Jenn hopped off and the sudden lightness of the bike cooled my brain enough to realise I had chosen to park on an incline and in a big patch of rocky gravel. Not a good choice. So, I started to straddle-walk Aliona backward, intending to get back on the pavement. The rear wheel hit a rut and Aliona shifted to the right.

I will blame a lot of things at this point — I was on gravel, I was tired from swimming all day, the bike was a little top heavy because of a large bag strapped to the rack — but really I have to accept there was a failure in my state of mind. I was distracted or lazy or some such thing, so when the bike first started falling I had a physical thought of being on the bicycle I take to work each morning. At stop lights, I will often stand astride the bicycle and absentmindedly shift it from thigh to thigh. So, I let Aliona tip, intending to catch her and push her back up with the inside of my right leg. But, you know, Aliona weighs 500 lbs — considerably more than my bicycle.

She continued to tip and too slowly my brain registered: “Oh, I need to put some actual strength into this.”

“Shit. Shit,” I said, glancing at Jenn. “It’s going. Helphelphelphelp.”

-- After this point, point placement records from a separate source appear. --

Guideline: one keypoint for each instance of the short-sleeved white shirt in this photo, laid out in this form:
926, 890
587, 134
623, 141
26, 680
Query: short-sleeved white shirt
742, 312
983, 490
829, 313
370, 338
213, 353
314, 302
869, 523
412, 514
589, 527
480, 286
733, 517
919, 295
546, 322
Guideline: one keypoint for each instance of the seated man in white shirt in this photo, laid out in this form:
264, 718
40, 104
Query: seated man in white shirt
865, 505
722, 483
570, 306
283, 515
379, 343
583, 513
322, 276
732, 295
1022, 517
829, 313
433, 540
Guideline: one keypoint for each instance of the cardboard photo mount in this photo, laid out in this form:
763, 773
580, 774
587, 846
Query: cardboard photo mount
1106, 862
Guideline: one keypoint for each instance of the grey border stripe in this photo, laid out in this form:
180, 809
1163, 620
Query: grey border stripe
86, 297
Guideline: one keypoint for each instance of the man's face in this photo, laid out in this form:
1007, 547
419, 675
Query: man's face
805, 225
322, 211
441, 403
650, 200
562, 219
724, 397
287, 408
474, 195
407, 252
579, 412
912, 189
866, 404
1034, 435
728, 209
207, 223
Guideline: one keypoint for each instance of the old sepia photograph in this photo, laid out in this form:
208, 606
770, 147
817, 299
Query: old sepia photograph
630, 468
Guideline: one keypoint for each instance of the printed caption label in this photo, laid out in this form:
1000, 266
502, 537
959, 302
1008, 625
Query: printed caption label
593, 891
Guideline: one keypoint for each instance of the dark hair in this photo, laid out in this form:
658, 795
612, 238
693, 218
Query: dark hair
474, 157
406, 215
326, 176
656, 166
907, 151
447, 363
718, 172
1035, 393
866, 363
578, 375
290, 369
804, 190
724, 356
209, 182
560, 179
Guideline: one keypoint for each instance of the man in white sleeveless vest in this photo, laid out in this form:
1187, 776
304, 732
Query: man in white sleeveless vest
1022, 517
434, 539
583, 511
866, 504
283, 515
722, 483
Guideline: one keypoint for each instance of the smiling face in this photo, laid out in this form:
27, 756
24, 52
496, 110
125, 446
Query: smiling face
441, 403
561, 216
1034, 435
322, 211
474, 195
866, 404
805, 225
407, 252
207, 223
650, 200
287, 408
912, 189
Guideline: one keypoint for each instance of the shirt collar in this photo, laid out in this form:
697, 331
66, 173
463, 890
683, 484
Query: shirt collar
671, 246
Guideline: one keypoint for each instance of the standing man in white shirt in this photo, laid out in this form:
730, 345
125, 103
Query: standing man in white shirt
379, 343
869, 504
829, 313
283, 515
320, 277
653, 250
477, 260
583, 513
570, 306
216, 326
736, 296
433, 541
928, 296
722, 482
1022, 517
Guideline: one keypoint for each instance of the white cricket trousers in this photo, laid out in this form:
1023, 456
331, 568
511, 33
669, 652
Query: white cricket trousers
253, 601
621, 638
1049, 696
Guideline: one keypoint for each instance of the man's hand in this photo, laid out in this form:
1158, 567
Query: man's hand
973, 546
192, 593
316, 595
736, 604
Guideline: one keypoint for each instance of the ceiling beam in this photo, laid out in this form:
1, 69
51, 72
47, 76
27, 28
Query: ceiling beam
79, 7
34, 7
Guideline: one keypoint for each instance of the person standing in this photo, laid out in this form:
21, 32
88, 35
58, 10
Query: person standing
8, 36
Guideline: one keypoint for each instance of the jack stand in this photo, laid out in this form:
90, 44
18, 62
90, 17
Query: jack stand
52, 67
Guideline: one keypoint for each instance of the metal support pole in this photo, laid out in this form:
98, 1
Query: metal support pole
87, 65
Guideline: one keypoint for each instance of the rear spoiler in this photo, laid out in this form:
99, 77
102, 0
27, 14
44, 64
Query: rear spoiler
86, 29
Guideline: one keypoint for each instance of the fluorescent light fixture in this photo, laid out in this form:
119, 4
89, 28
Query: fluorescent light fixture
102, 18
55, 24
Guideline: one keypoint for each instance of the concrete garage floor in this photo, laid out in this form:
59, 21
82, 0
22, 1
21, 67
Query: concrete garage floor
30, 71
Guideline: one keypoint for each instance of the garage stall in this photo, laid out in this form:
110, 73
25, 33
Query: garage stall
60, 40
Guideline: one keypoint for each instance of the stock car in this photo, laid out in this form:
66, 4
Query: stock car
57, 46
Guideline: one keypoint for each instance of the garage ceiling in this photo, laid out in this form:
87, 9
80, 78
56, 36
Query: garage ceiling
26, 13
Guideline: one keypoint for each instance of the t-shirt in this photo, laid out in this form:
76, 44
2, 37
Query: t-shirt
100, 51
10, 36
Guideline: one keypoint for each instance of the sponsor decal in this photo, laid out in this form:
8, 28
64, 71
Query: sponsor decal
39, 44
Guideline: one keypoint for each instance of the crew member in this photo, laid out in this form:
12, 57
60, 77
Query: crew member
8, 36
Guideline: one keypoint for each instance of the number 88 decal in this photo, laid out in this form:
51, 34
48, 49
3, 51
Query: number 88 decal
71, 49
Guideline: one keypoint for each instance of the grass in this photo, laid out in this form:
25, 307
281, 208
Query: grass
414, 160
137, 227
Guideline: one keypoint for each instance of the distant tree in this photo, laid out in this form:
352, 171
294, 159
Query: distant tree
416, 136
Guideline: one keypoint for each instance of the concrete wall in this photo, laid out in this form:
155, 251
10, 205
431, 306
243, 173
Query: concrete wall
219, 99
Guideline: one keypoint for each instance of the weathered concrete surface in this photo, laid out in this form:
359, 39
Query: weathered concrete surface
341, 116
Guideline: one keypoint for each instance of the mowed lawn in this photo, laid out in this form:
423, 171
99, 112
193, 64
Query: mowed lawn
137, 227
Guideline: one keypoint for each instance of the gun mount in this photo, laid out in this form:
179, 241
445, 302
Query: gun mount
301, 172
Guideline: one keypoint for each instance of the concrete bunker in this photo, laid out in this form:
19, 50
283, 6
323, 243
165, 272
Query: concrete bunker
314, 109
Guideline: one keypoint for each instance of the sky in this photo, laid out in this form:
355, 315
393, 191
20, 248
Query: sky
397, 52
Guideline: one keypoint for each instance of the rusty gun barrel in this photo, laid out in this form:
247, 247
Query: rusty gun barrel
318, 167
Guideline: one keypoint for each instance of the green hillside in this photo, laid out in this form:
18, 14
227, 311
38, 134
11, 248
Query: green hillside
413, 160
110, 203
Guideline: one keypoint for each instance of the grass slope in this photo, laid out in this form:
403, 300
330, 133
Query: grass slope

It was at this point I learned I had married a women without quick reflexes. I love her dearly, but I think I have to accept that when the zombie apocalypse comes she’ll be one of the first to go. She just stood there, watching, as Aliona tipped slowly, slowly, slowly onto her side with me grunting and swearing the whole way down.

A soft crumple. And then the sound of several men shouting: “Oooh!”

Of course, I had dropped the bike right in front of the pub, right in front of the beer garden, where I had an audience of no less than 40 inebriated individuals. As I clicked off the engine with the kill switch I caught in the corner of my eye a couple on a Harley-Davidson crawling by. For some reason it felt like insult to injury; I am still such a newbie that I feel often I’m being judged by other motorcyclists. Other motorcyclists who aren’t picking up their bike in front of a pub.

I got off lucky.

Thankfully, I’ve watched plenty of YouTube videos explaining what to do in this situation, so I extended the kick stand, nudged my butt into the seat and pushed the bike back up from a squat position. Aliona came back up easily, aided by the adrenaline rush that comes from overwhelming embarrassment.

Now the couple from the Harley were approaching — a man and woman.

“This gravel, mate” said the man in a broad Australian accent. “I was just sayin’ to the wife the only thing I don’t like about this pub is havin’ to park in gravel.”

“She’s actually come out of it alright,” he said, running his hand along the fairing. “Just a few scratches here. A scratch there on the exhaust…”

“Yeah, just my pride that’s hurt the most,” I said.

“Well, that’s the rule, isn’t it, mate? You can’t drop your bike unless there’s an audience. I’ve been riding I don’t know how many years, and, honestly, I have never dropped my motorbike… unless there’s been at least a dozen fellas around to laugh at me. This gravel, I reckoned I’d be on the ground with you. But, see, I parked over there, out of sight, so everything went fine.”

Despite the shame, Jenn and I decided to stay at the pub. She went in and got drinks while I sat outside trying to absorb the tremendous shame of having done such a stupid thing in front of so many people. I hyper-analysed the incident and said a little thank you to the gods that I had gotten through it with only damage that could be covered up by the Minnesota Twins decal I’ve been wanting to put on the fairing.

They say it happens to everyone. Now it’s happened to me. My ego is still bruised.